Authored by Lionel Laurent, op-ed via Bloomberg.com,
Here’s a subject that Elon Musk might think twice before tweeting about.
Resource-rich Saudi Arabia, which in recent months amassed a $2 billion stake in the Twitter-mad billionaire’s electric-car company Tesla Inc., has declared economic war on Canada. The cause was a tweet by Canadian Foreign Minister Chrystia Freeland, whose call for the release of social activists arrested by the Gulf monarchy earned a stunningly disproportionate response this week.
Loonie Tunes
The absolute impact of Saudi’s spat is small, but fear of an escalation hit the Canadian dollar
Source: Bloomberg
Intraday times are displayed in ET.
Riyadh has halted new investments in Ottawa, expelled Canada’s ambassador, stopped the state airline flying there, suspended a student exchange program, pulled medical patients from Canadian hospitals, and started selling off Canadian assets (according to the Financial Times.) It’s out to punish the Canadians “no matter the cost,” a source close to the situation told the FT.
Musk should have reason to care. He’s half-Canadian, and studied in Canada. Had he built his cash-guzzling automaker north of the International Boundary, the Saudis would doubtless take a different view on that backing for Tesla – and the possibility of helping him take the company private again.
Indeed, it’s this apparent Saudi willingness to “weaponize” its overseas investments that should give western governments and business leaders pause for thought everywhere – and might explain in part why Canada’s allies have been slow to offer backing to Freeland and her prime minister, Justin Trudeau.
We’ve seen this style of economic warfare before – in the 1970s, Arab states wielded the “oil weapon” – but this latest attack comes after a dramatic increase in Riyadh’s foreign investments.
Black Gold
Saudi Arabia’s sovereign wealth fund is spending abroad, but at what cost?
Source: Bloomberg
Note: Vision Fund investment is stated five-year goal
The Public Investment Fund, Saudi Arabia’s wealth fund, owns stakes in Uber Technologies Inc., German transport firm Hapag-Lloyd AG, Richard Branson’s Virgin Group, an infrastructure partnership with Blackstone Group and the biggest-ever technology investment vehicle with SoftBank Group Corp. Turning Saudi’s state investment arm into a $2 trillion powerhouse is core to Crown Prince Mohammed bin Salman’s strategy of diversifying the economy away from oil.
Few have seen fit to turn down this money. Yet we’ve already witnessed the collateral business damage the Saudis can inflict if another country displeases them. In September, a Riyadh-led economic blockade of Qatar forced that country’s wealth fund to sell shares in far-flung companies like Tiffany & Co. and Credit Suisse Group AG to prop up its domestic economy.

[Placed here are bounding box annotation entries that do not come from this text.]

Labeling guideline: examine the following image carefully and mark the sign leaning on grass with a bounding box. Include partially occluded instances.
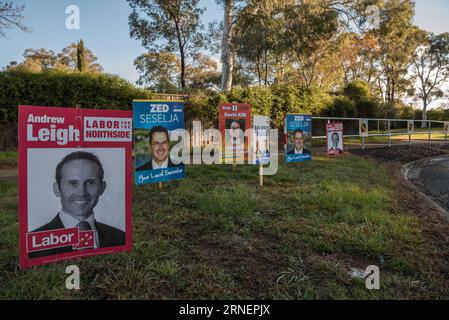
[407,120,415,134]
[19,106,132,268]
[326,122,344,156]
[133,100,185,185]
[218,103,251,164]
[284,114,312,163]
[251,116,270,164]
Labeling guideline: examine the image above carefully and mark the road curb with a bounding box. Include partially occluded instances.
[401,155,449,222]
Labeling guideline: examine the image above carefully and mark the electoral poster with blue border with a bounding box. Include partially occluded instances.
[133,100,186,185]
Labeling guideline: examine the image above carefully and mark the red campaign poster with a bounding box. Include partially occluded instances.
[19,106,132,268]
[219,103,252,164]
[326,122,344,156]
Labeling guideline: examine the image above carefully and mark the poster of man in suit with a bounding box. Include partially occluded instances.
[251,115,270,164]
[284,114,312,163]
[19,106,132,268]
[133,100,185,185]
[218,103,252,164]
[326,122,344,156]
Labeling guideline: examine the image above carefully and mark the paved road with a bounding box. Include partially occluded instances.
[408,156,449,210]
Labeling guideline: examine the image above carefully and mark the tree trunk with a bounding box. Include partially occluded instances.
[181,50,186,91]
[221,0,234,92]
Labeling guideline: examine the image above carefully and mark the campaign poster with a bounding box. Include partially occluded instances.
[284,114,312,163]
[407,120,415,134]
[251,116,270,164]
[19,106,132,268]
[133,100,186,185]
[219,103,252,163]
[359,119,369,138]
[326,122,344,156]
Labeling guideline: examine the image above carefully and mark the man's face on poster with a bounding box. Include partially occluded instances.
[150,132,169,162]
[53,159,106,219]
[332,133,340,149]
[293,132,304,150]
[229,121,243,139]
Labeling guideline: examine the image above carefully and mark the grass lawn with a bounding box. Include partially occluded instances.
[0,155,449,299]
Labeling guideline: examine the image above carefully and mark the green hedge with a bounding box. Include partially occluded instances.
[0,71,151,122]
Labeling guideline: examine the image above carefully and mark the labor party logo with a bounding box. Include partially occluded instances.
[284,114,312,163]
[133,100,187,185]
[19,106,132,268]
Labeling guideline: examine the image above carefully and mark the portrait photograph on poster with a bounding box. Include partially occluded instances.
[326,122,344,156]
[19,106,132,268]
[133,101,185,185]
[4,0,449,304]
[218,103,252,163]
[284,114,312,163]
[251,116,270,164]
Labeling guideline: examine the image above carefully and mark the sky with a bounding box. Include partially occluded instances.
[0,0,449,102]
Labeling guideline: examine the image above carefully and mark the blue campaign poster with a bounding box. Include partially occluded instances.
[133,100,185,185]
[284,114,312,163]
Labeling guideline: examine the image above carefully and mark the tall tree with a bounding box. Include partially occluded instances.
[0,0,29,37]
[127,0,204,89]
[22,48,57,71]
[56,39,103,72]
[373,0,417,104]
[412,30,449,127]
[221,0,234,92]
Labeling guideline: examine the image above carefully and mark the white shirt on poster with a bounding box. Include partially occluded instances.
[59,210,99,249]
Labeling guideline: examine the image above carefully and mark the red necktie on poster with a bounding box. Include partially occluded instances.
[75,221,95,250]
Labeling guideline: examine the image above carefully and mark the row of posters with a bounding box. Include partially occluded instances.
[19,101,343,268]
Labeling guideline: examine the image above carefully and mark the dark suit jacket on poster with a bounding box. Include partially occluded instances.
[28,214,125,259]
[287,148,311,155]
[136,158,184,171]
[329,148,343,154]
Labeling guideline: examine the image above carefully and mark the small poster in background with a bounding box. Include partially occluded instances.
[326,122,344,156]
[359,119,369,138]
[284,114,312,163]
[219,103,252,164]
[19,106,132,268]
[251,116,270,164]
[133,100,185,185]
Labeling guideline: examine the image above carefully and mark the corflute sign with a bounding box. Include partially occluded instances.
[133,100,186,185]
[19,106,132,268]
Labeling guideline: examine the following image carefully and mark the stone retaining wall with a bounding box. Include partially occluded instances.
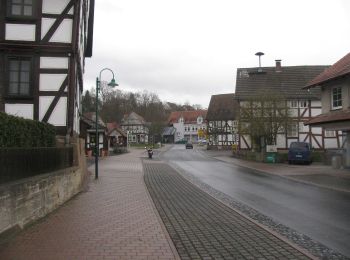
[0,142,87,235]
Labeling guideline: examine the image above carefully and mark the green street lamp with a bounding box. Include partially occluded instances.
[95,68,118,179]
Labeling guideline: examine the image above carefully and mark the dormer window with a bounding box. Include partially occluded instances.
[331,87,342,109]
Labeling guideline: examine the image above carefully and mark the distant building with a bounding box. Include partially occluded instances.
[80,112,108,156]
[235,60,341,149]
[168,110,207,143]
[107,122,127,152]
[120,112,149,144]
[0,0,94,135]
[162,126,176,144]
[206,93,239,149]
[306,53,350,167]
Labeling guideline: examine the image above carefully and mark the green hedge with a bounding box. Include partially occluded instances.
[0,112,56,147]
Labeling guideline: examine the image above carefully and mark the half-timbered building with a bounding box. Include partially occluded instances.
[0,0,94,135]
[206,93,239,149]
[120,112,149,144]
[306,53,350,168]
[235,60,342,149]
[168,109,207,143]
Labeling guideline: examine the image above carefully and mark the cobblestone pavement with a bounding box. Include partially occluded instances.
[0,151,178,260]
[144,161,313,259]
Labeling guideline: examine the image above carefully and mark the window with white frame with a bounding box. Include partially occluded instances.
[7,0,36,17]
[299,100,308,107]
[287,123,299,137]
[289,100,298,108]
[324,130,335,137]
[7,57,32,96]
[331,87,342,109]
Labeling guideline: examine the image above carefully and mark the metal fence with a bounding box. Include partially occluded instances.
[0,147,73,184]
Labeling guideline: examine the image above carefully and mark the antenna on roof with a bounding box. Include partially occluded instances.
[255,51,264,72]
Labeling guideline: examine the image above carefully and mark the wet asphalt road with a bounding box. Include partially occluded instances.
[162,145,350,256]
[143,160,310,260]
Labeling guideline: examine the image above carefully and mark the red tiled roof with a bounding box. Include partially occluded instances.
[305,52,350,88]
[168,110,207,124]
[305,109,350,125]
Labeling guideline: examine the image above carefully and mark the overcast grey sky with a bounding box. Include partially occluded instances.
[84,0,350,108]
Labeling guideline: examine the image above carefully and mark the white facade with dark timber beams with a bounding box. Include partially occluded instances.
[0,0,94,135]
[235,60,343,150]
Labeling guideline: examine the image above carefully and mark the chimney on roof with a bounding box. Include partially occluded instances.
[275,60,282,72]
[255,51,264,72]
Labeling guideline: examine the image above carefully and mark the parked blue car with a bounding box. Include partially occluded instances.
[288,142,312,164]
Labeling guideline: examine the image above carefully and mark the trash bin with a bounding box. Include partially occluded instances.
[265,153,276,163]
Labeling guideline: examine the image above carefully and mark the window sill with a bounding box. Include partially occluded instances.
[4,95,34,100]
[330,107,343,111]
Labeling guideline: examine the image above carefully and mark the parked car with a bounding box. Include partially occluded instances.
[288,142,312,164]
[175,138,187,144]
[186,143,193,149]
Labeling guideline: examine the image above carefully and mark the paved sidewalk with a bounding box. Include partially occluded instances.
[204,150,350,192]
[0,150,178,259]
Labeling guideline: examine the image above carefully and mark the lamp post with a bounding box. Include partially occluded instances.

The latest geopolitical spat is small in terms of absolute economic impact. Canada-Saudi trade is tiny, and Saudi doesn’t own many assets in the country. But it shouldn’t be dismissed lightly.

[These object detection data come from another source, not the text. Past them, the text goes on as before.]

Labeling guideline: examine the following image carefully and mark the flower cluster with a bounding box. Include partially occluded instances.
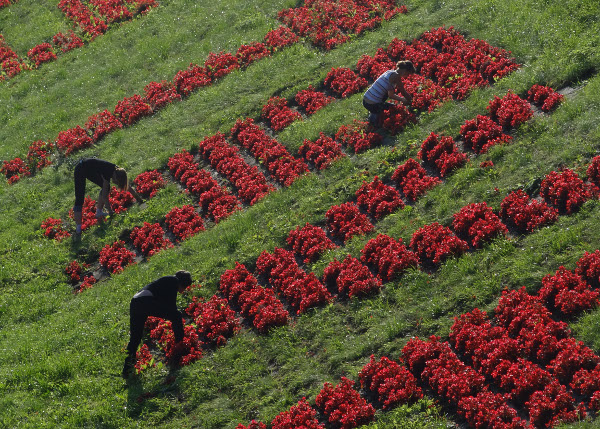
[40,217,71,241]
[256,248,332,314]
[323,255,382,298]
[335,120,383,153]
[487,90,533,128]
[315,377,375,429]
[219,262,288,332]
[356,176,404,219]
[392,158,440,201]
[185,295,241,347]
[452,202,508,247]
[165,205,204,241]
[540,168,597,214]
[410,222,469,265]
[358,355,423,410]
[287,222,337,264]
[325,202,375,241]
[324,67,367,98]
[360,234,419,281]
[99,240,135,274]
[199,133,275,205]
[231,118,308,186]
[298,133,346,170]
[527,85,565,112]
[418,132,467,177]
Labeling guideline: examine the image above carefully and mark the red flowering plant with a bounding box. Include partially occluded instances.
[360,234,419,281]
[538,266,600,317]
[256,248,332,314]
[315,377,375,429]
[487,90,533,128]
[335,120,383,153]
[261,97,302,131]
[294,85,335,115]
[527,85,565,112]
[185,295,241,347]
[165,205,204,241]
[410,222,469,265]
[271,398,325,429]
[392,158,441,201]
[298,133,346,170]
[452,202,508,247]
[460,115,512,153]
[418,132,467,177]
[40,217,71,241]
[56,125,94,156]
[85,109,123,142]
[324,67,368,98]
[356,176,404,219]
[540,168,598,214]
[325,202,375,241]
[323,255,382,298]
[27,43,56,68]
[500,189,558,233]
[114,94,152,125]
[133,170,165,198]
[99,240,135,274]
[129,222,173,257]
[287,222,337,264]
[173,63,212,97]
[358,355,423,410]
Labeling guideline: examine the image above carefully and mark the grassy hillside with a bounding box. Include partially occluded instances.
[0,0,600,428]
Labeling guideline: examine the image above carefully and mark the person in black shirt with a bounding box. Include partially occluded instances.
[123,271,192,378]
[73,158,144,236]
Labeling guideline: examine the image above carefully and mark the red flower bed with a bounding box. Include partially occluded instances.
[165,205,204,241]
[324,67,368,98]
[410,222,469,265]
[460,115,512,153]
[360,234,419,281]
[356,176,404,219]
[56,125,94,156]
[130,222,173,256]
[287,222,337,264]
[335,120,383,153]
[527,85,565,112]
[392,158,441,201]
[418,132,467,177]
[219,262,288,332]
[323,255,382,298]
[315,377,375,429]
[298,133,346,170]
[40,217,71,241]
[133,170,165,198]
[540,168,597,214]
[261,97,302,131]
[500,189,558,233]
[185,295,241,347]
[452,202,508,247]
[325,202,375,241]
[358,355,423,410]
[256,248,332,314]
[487,90,533,128]
[99,240,135,274]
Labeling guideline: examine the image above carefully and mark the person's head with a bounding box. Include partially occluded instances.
[113,167,127,191]
[175,270,192,292]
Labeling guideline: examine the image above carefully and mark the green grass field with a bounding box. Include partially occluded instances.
[0,0,600,429]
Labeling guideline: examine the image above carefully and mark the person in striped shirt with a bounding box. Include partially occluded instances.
[363,60,415,125]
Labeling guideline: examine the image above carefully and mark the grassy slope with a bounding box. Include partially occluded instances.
[0,0,600,428]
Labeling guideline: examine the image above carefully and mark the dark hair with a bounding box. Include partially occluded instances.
[175,270,192,287]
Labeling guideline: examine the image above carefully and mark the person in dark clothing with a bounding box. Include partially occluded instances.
[73,158,144,236]
[123,271,192,378]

Canada’s western allies want to encourage “MBS” because they believe he offers the best chance of bringing the kingdom into the rich-country mainstream. Yet there’s a risk in handing too much economic leverage to a government that’s clearly ready to use it to halt even the most anodyne criticism of its human rights situation. As Donald Trump’s trade rhetoric shows, we’re moving into an era where these bi-lateral fights are becoming the norm.
Those Saudi billions may come in handy – just ask Musk. But there are serious conditions attached.